My theory for the carb backfires is that the intake valve opens while the hot exhaust stream is still flowing and a little flows back into the intake, igniting the mixture.  It's only a theory but it makes sense to me.  the 8 cycling is most likely due to exhaust dilution of the mixture.  Adjusting the mixture and flutter choke do not eliminate it.

3 April 2017:
The cam timing is now as follows:
Checked with 0.010" lash and using dial indicator on spring retainer to determine movement.
Open - 178  ATDC
Close - 2     BTDC
Open - 2     BTDC
Close - 178 ATDC

This gives both valves having a duration of  180 degrees and zero overlap.  The 2 degree figure is due to that being as close as I could get it with a setscrew on the sideshaft.

I ran the engine and it now doesn't 8-cycle if I hold the throttle in position.  At low speeds, it 8-cycles due to the governor responding to engine firing impulses.  Retarding the spark eliminates this but for running slow, the spark needs to be about 25 degrees ATDC, which makes the engine run hot.  After a fairly long run, the temperature was close to 280F.  I don't consider this to be excessive but would stop if it reached 300 degrees.

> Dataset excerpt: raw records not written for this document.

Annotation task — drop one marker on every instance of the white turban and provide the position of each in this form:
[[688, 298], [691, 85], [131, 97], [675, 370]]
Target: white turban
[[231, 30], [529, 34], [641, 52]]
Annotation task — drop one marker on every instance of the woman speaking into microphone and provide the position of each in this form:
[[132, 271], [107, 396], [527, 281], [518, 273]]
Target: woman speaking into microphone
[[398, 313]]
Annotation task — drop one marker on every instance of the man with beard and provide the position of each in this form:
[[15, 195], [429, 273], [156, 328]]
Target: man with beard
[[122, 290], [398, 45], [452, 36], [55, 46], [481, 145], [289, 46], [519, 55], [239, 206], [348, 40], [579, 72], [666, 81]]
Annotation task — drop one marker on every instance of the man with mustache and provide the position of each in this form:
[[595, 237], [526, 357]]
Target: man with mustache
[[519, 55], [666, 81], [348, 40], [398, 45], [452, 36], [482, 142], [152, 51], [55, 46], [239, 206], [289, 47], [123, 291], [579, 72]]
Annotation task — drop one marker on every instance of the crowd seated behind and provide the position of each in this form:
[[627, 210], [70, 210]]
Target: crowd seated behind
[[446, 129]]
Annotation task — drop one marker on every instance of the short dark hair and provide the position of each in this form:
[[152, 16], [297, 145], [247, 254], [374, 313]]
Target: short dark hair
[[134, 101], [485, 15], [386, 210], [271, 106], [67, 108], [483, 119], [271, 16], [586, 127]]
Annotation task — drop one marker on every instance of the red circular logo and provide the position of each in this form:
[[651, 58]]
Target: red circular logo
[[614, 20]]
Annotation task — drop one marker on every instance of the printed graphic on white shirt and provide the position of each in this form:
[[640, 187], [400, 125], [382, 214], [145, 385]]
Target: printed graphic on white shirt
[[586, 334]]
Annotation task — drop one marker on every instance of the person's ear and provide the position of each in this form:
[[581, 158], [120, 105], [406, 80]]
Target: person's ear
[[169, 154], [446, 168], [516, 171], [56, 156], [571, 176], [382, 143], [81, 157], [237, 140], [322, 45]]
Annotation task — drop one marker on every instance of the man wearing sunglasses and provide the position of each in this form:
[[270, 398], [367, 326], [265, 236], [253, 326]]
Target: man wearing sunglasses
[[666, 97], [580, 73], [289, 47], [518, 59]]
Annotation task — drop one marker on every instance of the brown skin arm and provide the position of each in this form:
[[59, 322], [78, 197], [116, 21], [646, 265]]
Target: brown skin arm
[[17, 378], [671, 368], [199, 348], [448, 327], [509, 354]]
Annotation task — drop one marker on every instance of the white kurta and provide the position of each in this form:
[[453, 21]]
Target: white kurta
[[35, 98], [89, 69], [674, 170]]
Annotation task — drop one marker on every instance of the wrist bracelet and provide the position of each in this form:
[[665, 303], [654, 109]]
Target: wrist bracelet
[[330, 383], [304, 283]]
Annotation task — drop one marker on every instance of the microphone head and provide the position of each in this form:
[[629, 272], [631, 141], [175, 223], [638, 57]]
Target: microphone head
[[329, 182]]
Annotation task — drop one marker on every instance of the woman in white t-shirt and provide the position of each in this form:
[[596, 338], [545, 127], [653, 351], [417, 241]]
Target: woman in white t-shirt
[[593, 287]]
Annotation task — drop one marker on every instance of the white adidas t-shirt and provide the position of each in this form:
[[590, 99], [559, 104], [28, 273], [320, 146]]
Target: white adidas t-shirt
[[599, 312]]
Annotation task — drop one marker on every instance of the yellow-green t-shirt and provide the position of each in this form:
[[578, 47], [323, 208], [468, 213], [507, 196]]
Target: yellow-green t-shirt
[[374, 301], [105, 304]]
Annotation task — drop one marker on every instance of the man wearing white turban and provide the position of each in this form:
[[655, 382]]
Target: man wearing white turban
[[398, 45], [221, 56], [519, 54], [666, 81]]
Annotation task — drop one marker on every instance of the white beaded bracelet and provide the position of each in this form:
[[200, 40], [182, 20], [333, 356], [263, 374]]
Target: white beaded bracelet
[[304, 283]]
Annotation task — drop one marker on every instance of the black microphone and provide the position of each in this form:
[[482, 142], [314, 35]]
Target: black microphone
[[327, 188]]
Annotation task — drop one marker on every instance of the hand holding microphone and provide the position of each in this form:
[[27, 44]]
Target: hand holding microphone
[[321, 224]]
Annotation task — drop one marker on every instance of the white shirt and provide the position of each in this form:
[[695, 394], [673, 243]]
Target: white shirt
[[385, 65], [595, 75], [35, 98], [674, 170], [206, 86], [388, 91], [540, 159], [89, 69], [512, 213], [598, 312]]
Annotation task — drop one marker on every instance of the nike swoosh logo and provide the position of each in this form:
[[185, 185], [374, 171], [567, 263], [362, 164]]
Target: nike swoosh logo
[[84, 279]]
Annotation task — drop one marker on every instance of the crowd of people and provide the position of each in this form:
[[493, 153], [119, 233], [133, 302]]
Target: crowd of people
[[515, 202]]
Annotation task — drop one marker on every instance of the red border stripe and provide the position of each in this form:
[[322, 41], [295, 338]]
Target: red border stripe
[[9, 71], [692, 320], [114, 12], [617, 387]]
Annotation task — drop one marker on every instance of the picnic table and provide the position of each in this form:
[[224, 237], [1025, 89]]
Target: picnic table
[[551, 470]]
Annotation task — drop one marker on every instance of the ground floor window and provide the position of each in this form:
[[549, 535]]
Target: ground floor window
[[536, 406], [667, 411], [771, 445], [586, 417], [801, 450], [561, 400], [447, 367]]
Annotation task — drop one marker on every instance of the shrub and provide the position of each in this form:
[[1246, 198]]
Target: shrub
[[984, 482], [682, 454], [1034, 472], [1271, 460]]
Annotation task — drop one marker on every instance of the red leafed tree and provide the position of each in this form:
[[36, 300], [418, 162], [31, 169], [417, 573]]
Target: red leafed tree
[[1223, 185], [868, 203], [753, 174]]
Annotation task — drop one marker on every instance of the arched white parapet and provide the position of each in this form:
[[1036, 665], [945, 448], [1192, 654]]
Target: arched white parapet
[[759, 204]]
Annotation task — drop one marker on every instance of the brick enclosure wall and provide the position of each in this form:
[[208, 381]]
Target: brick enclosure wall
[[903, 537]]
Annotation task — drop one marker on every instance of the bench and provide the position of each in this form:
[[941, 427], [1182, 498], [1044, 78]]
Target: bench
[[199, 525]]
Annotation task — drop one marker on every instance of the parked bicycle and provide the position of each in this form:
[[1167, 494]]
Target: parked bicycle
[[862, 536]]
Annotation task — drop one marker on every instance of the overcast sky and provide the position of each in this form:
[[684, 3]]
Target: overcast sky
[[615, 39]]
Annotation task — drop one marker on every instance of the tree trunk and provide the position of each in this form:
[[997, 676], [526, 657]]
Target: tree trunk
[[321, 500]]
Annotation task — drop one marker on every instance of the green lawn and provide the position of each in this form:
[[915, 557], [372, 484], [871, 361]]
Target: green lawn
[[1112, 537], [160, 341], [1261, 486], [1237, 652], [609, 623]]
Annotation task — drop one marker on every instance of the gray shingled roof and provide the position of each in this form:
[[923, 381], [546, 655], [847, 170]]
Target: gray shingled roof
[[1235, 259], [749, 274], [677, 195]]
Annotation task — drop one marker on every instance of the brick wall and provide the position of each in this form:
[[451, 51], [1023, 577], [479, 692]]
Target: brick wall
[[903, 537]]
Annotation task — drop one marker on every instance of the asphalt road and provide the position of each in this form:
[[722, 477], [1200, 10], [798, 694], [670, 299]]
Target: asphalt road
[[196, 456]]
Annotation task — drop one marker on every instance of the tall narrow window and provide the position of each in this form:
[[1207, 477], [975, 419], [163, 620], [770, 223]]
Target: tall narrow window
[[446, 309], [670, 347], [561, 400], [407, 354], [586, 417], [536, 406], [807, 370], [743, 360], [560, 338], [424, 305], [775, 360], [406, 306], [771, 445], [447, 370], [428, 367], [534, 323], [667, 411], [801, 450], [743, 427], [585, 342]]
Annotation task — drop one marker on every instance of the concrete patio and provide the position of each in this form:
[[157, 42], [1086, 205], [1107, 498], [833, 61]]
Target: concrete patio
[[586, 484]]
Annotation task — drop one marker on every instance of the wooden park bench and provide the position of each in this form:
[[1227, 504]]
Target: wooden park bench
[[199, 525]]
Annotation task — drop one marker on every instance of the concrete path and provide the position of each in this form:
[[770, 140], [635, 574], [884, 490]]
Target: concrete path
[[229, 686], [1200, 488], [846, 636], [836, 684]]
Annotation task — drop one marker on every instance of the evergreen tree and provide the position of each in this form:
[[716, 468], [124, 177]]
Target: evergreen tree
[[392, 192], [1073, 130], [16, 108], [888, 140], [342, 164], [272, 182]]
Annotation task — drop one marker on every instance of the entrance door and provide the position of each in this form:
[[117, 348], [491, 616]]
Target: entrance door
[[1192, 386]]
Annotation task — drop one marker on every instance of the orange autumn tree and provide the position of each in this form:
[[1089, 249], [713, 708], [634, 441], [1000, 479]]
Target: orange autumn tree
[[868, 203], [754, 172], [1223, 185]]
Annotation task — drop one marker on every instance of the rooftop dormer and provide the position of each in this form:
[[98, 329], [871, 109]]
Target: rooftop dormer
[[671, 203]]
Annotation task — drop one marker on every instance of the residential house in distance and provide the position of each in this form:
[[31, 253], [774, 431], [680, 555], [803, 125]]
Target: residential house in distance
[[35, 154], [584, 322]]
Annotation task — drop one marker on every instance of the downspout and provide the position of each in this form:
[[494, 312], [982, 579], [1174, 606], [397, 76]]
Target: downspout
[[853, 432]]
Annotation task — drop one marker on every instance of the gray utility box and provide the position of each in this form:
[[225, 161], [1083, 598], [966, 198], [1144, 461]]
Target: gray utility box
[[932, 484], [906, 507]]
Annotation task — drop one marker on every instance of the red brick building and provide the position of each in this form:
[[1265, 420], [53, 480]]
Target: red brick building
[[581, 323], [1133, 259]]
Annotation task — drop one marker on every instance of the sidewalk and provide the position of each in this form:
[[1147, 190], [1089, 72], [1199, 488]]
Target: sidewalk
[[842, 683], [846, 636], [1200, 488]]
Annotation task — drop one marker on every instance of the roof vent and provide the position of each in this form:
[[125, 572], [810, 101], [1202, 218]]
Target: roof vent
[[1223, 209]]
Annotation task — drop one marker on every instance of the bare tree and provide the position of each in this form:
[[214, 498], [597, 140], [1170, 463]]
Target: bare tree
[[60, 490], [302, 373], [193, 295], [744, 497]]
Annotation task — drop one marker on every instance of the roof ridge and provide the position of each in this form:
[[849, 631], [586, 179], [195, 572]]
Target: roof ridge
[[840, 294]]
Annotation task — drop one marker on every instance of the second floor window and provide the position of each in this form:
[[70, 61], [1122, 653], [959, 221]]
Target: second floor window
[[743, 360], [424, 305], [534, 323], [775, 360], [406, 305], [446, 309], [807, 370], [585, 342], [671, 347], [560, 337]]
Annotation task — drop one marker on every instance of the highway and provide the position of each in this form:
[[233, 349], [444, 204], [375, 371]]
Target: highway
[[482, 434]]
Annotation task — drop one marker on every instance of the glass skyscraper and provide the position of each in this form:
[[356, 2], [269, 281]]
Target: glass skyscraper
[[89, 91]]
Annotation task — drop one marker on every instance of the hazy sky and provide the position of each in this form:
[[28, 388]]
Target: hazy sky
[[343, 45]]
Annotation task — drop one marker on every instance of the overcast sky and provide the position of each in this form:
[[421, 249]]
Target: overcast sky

As for the spitting back and jerking, it still does it occasionally so now, I think I need to work on carburetion.
19 April 2017:
In the last few days, I've modified the design (Version 4) and built a couple of my "Cheap Ignition Circuits".  This one has an LED to indicate firing.
The ignition module is the white box below the fuel tank.                                     The coil is one for a Toyota or Suzuki.          
I've been searching for cheap non-high energy ignition coils and am experimenting with a "dry" (non-oil filled) coil that is a replacvement for Toyota and Suzuki (among others).  They come with a bracket and a ballast resistor.  I dispense with the ballasts and removed the half of the bracket that holds it.  You can see the coil mounted below the fuel tank with the ignition module.  So far, it is working well.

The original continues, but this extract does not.